Synopsis

This analysis explores the NOAA Storm Database to identify which weather event types have the greatest impact on public health and the economy in the United States between 1950 and 2011. Using variables such as fatalities, injuries, property damage, and crop damage, we summarize and visualize the impact of different event types. Data transformations include converting monetary values to numeric and grouping events. Tornadoes are found to be the most harmful to population health, while floods and hurricanes cause the highest economic damage. All data processing and plotting were performed in R, using packages such as dplyr, ggplot2, and knitr. The analysis begins with the raw data file and is fully reproducible. Figures are limited to three and include appropriate captions. This report aims to inform stakeholders involved in disaster preparedness.
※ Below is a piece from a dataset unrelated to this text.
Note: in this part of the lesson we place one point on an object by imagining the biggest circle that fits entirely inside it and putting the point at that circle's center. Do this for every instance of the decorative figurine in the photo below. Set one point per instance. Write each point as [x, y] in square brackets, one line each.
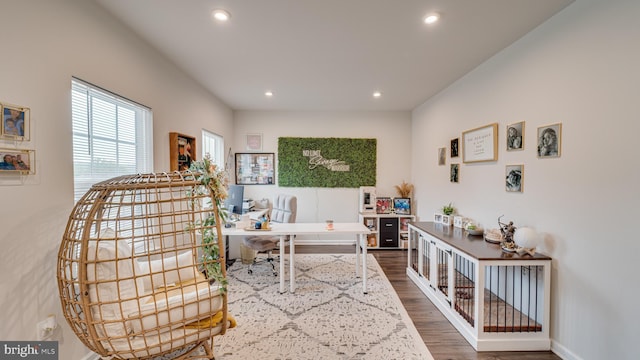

The final figures illustrate the top harmful and costly weather events. The code and results are included in this document.

Data Processing

# Load required packages again in case chunk order changes
library(dplyr)
library(readr)

# Load the data
data_file <- "repdata_data_StormData.csv.bz2"
if (!file.exists(data_file)) {
  stop("Data file 'repdata_data_StormData.csv.bz2' not found.")
}

storm_data <- read.csv(data_file)

# Function to convert exponent values
convert_exp <- function(e) {
  e <- toupper(as.character(e))
  if (e == "K") return(1e3)
  if (e == "M") return(1e6)
  if (e == "B") return(1e9)
  return(1)  # default case
}

# Clean and process the dataset
storm_df <- storm_data %>%
  select(EVTYPE, FATALITIES, INJURIES, PROPDMG, PROPDMGEXP, CROPDMG, CROPDMGEXP) %>%
  mutate(
    PROPDMGEXP = sapply(PROPDMGEXP, convert_exp),
    CROPDMGEXP = sapply(CROPDMGEXP, convert_exp),
    PROP_DAMAGE = PROPDMG * as.numeric(PROPDMGEXP),
    CROP_DAMAGE = CROPDMG * as.numeric(CROPDMGEXP)
  )

Results

Health Impact: Fatalities and Injuries

health_impact <- storm_df %>%
  group_by(EVTYPE) %>%
  summarise(
    Fatalities = sum(FATALITIES, na.rm = TRUE),
    Injuries = sum(INJURIES, na.rm = TRUE)
  ) %>%
  mutate(Total_Impact = Fatalities + Injuries) %>%
  arrange(desc(Total_Impact)) %>%
  slice_head(n = 10)

# Plot
health_impact %>%
  pivot_longer(cols = c(Fatalities, Injuries), names_to = "Type", values_to = "Count") %>%
  ggplot(aes(x = reorder(EVTYPE, -Count), y = Count, fill = Type)) +
  geom_bar(stat = "identity", position = "dodge") +
  coord_flip() +
  labs(
    title = "Top 10 Weather Events Impacting Health",
    x = "Event Type",
    y = "Number of People"
  ) +
  theme_minimal()

Economic Impact

economic_impact <- storm_df %>%
  group_by(EVTYPE) %>%
  summarise(Total_Damage = sum(PROP_DAMAGE + CROP_DAMAGE, na.rm = TRUE)) %>%
  arrange(desc(Total_Damage)) %>%
  slice_head(n = 10)

# Plot
ggplot(economic_impact, aes(x = reorder(EVTYPE, Total_Damage), y = Total_Damage)) +
  geom_bar(stat = "identity", fill = "steelblue") +
  coord_flip() +
  labs(
    title = "Top 10 Weather Events by Economic Damage",
    x = "Event Type",
    y = "Total Economic Damage (USD)"
  ) +
  theme_minimal()

Combined Health and Economic Impact

combined_impact <- health_impact %>%
  select(EVTYPE, Total_Impact) %>%
  inner_join(economic_impact, by = "EVTYPE")

# Plot
ggplot(combined_impact, aes(x = Total_Impact, y = Total_Damage, label = EVTYPE)) +
  geom_point(color = "steelblue", size = 3) +
  geom_text(hjust = 0, vjust = 0, size = 3, nudge_x = 0.05 * max(combined_impact$Total_Impact)) +
  labs(
    title = "Health vs. Economic Impact of Top Weather Events",
    x = "Total Health Impact (Fatalities + Injuries)",
    y = "Total Economic Damage (USD)"
  ) +
  theme_minimal()